It’s been a rollercoaster week for Bryan Singer and his film Bohemian Rhapsody. The Queen biopic scored five Academy Awards nominations on Tuesday, including the highest honor for best picture, then a day later The Atlantic published a year-long investigation into sexual misconduct allegations against Singer, including claims that the director had sex with underage boys.
On Thursday, GLAAD has confirmed that it has removed the 20th Century Fox film from its nominees for Outstanding Film — Wide Release. The news comes ahead of a news event scheduled for Friday morning in Park City, Utah, site of the Sundance Film Festival, where the media watchdog group will reveal the entire roster of nominees.

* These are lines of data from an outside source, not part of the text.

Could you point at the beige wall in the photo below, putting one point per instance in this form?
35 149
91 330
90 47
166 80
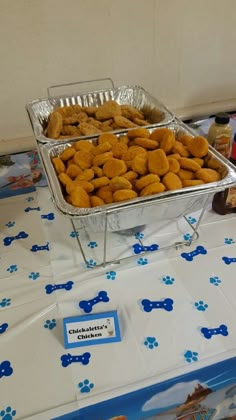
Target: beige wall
183 51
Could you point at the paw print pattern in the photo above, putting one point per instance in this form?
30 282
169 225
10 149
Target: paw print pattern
12 268
191 356
85 386
50 324
201 306
142 261
215 280
151 342
229 241
111 275
168 280
7 414
92 245
5 302
33 275
10 224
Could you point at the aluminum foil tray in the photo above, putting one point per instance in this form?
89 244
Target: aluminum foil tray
164 206
40 109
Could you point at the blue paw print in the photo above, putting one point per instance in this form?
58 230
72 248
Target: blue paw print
139 235
85 386
215 280
10 224
74 234
150 342
111 275
91 264
92 245
33 275
50 324
201 306
191 356
12 268
142 261
5 302
168 280
229 241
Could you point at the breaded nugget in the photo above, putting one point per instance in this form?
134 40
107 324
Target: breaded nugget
138 132
174 165
198 146
208 175
80 198
172 181
189 164
99 160
86 175
158 162
114 167
123 195
120 183
54 125
146 143
83 159
151 189
108 110
146 180
106 194
58 165
96 201
100 182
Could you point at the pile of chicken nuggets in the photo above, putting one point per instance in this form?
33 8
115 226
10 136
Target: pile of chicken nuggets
75 120
138 164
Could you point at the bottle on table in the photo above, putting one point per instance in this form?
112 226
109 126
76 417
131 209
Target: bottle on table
220 134
225 201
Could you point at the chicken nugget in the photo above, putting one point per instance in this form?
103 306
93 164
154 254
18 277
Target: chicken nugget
151 189
146 180
114 167
67 153
174 165
189 164
99 160
58 165
208 175
106 194
120 183
54 125
198 146
96 201
83 159
100 182
123 122
158 162
123 195
79 197
172 181
86 175
138 132
146 143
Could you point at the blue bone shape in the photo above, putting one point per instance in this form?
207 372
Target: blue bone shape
36 248
9 239
149 305
228 260
67 359
31 208
189 256
87 305
139 248
209 332
50 288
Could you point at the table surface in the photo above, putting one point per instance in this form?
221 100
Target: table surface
155 346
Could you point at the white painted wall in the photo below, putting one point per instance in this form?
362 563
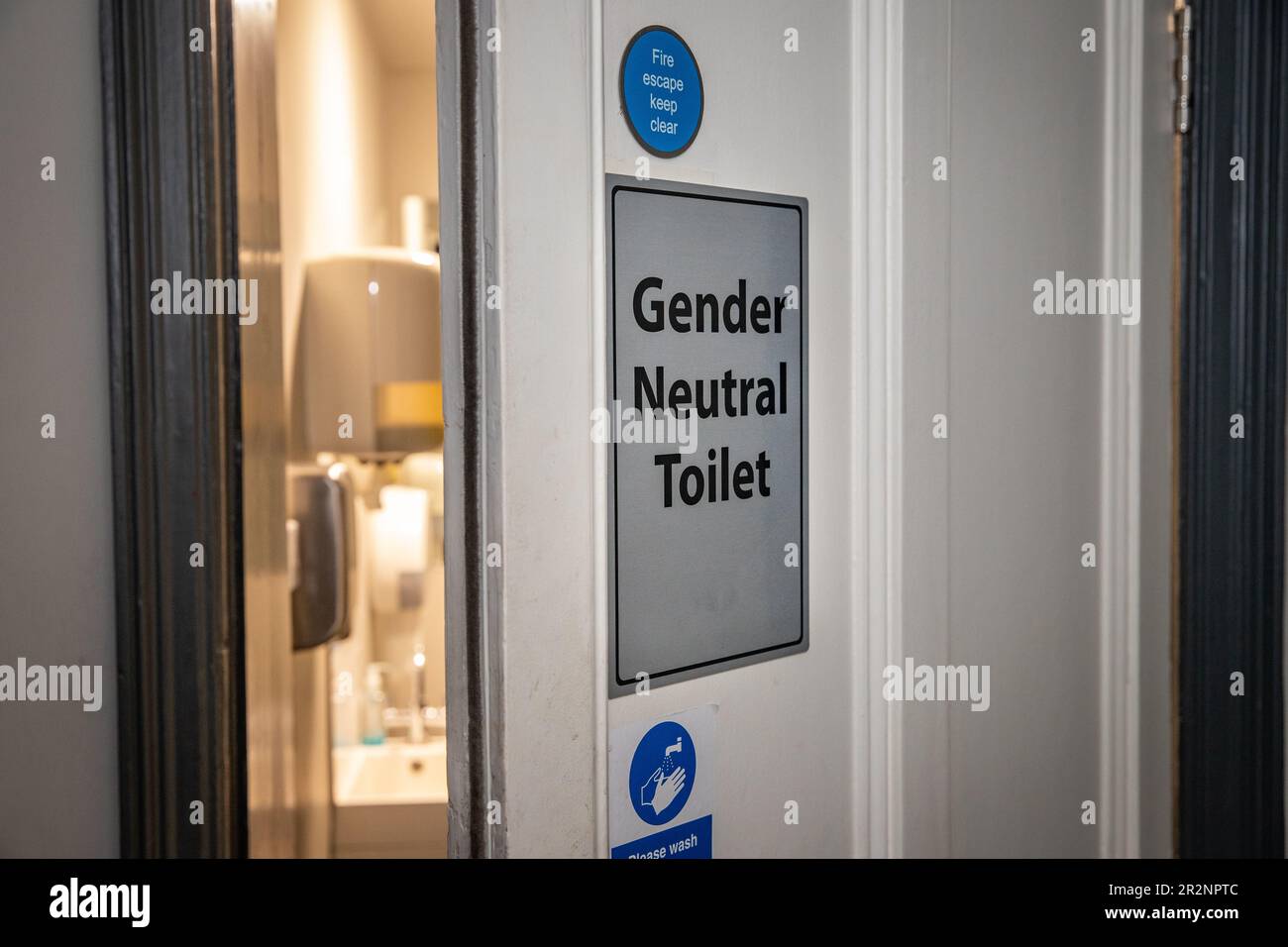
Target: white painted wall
330 142
986 527
996 515
58 781
773 121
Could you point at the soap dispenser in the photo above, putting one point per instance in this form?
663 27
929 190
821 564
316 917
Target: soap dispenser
374 710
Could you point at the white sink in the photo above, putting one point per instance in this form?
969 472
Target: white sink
390 774
390 800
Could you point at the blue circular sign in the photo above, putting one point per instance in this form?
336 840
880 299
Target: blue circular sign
662 772
661 90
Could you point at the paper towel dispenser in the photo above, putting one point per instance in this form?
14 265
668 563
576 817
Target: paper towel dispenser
369 354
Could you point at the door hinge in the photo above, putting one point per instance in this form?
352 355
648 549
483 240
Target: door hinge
1183 34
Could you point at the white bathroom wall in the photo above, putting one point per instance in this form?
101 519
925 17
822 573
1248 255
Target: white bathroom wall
58 777
330 142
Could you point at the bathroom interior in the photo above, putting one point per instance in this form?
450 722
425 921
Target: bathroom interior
359 215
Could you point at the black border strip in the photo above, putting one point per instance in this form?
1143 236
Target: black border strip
1233 357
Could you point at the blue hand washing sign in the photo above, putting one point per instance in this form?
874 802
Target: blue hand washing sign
664 770
661 89
670 797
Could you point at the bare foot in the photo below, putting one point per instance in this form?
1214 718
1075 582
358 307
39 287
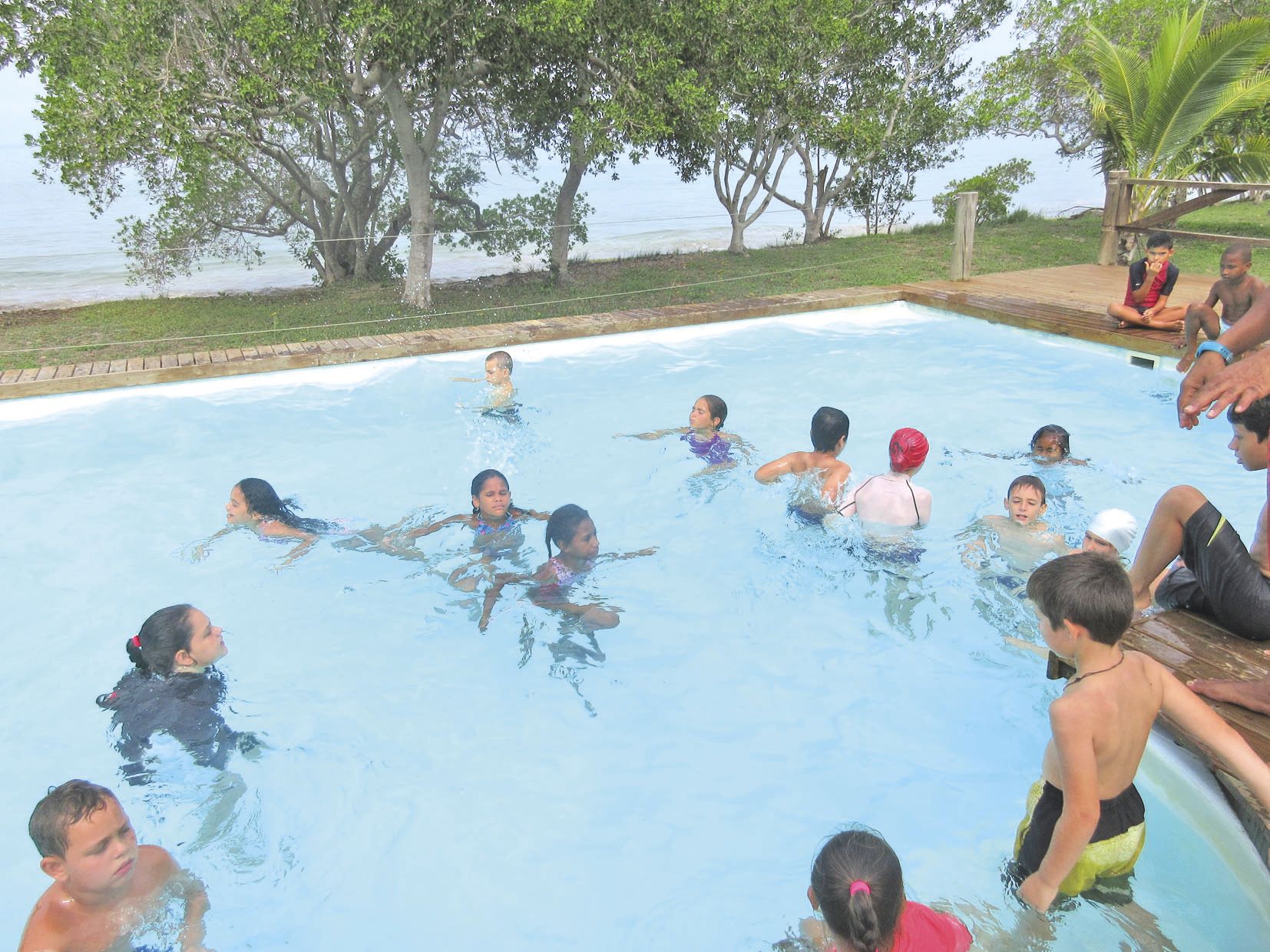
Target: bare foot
1252 695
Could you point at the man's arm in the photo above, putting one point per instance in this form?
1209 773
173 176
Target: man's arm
1073 743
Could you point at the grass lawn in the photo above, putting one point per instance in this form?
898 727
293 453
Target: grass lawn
361 309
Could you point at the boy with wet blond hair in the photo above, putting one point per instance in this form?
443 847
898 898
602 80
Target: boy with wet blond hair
106 886
1085 819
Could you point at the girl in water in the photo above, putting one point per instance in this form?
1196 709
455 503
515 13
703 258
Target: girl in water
858 888
176 689
704 433
578 551
254 504
494 521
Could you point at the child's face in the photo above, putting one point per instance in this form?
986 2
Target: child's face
586 542
700 418
1250 451
101 853
1025 505
497 375
207 643
236 511
1233 268
494 499
1048 448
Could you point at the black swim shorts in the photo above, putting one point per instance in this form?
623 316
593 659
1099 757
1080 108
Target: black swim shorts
1219 579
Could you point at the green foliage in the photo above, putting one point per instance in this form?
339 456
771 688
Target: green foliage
996 186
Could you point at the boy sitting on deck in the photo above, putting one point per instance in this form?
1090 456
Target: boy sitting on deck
1151 282
1235 293
1221 578
1085 819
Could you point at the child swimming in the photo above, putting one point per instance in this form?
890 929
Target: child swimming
858 888
106 886
256 505
704 433
493 518
578 551
174 689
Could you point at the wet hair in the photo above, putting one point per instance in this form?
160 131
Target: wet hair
164 633
62 808
262 499
1027 481
1060 433
865 921
1239 249
1255 419
716 408
479 481
828 425
563 524
1085 588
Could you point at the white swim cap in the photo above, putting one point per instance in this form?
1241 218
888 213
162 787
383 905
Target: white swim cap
1116 527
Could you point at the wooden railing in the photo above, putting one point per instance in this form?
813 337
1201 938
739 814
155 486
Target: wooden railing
1116 226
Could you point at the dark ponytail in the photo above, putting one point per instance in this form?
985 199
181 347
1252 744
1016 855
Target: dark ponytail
164 633
860 889
563 524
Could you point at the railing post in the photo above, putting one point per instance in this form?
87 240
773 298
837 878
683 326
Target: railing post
1114 208
963 234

In a statement sent to The Hollywood Reporter, GLAAD called it a “difficult decision” to remove the film. “This week’s story in The Atlantic documenting unspeakable harms endured by young men and teenage boys brought to light a reality that cannot be ignored or even tacitly rewarded,” continued the statement. “Singer’s response to The Atlantic story wrongfully used ‘homophobia’ to deflect from sexual assault allegations and GLAAD urges the media and the industry at large to not gloss over the fact that survivors of sexual assault should be put first. The team that worked so hard on Bohemian Rhapsody as well as the legacy of Freddy Mercury deserve so much more than to be tainted in this way.”
Singer did not direct the entire production of Bohemian Rhapsody, exiting after reported clashes with producers followed by claims that he was leaving his duties to care for his mother who was ill. He was replaced by Dexter Fletcher. Still, the film has gone on to awards season acclaim, picking up Oscar nominations for best picture, best performance by an actor in a leading role (Rami Malek), film editing (John Ottman), sound editing (John Warhurst, Nina Hartstone), and sound mixing (Paul Massey, Tim Cavagin and John Casali). These came after a Golden Globe win for best picture — drama. Bohemian Rhapsody would’ve been a clear frontrunner for a GLAAD Media Award.
The news of GLAAD’s decision came on the same day that THR reported that Singer will continue on with another directing project, Red Sonja for Millennium Films, something the organization nodded to in its statement. “Other films that involve Singer now or in the future should take note of the backlash to The Atlantic story and other previous allegations. The industry cannot let those who perpetuate harms against anyone – especially vulnerable young people – go unnoticed or unchecked any longer,” reads the statement.
The GLAAD Media Awards honor media for fair, accurate, and inclusive representations of LGBTQ people and issues that accelerate acceptance.
THR has reached out to a representative for Singer.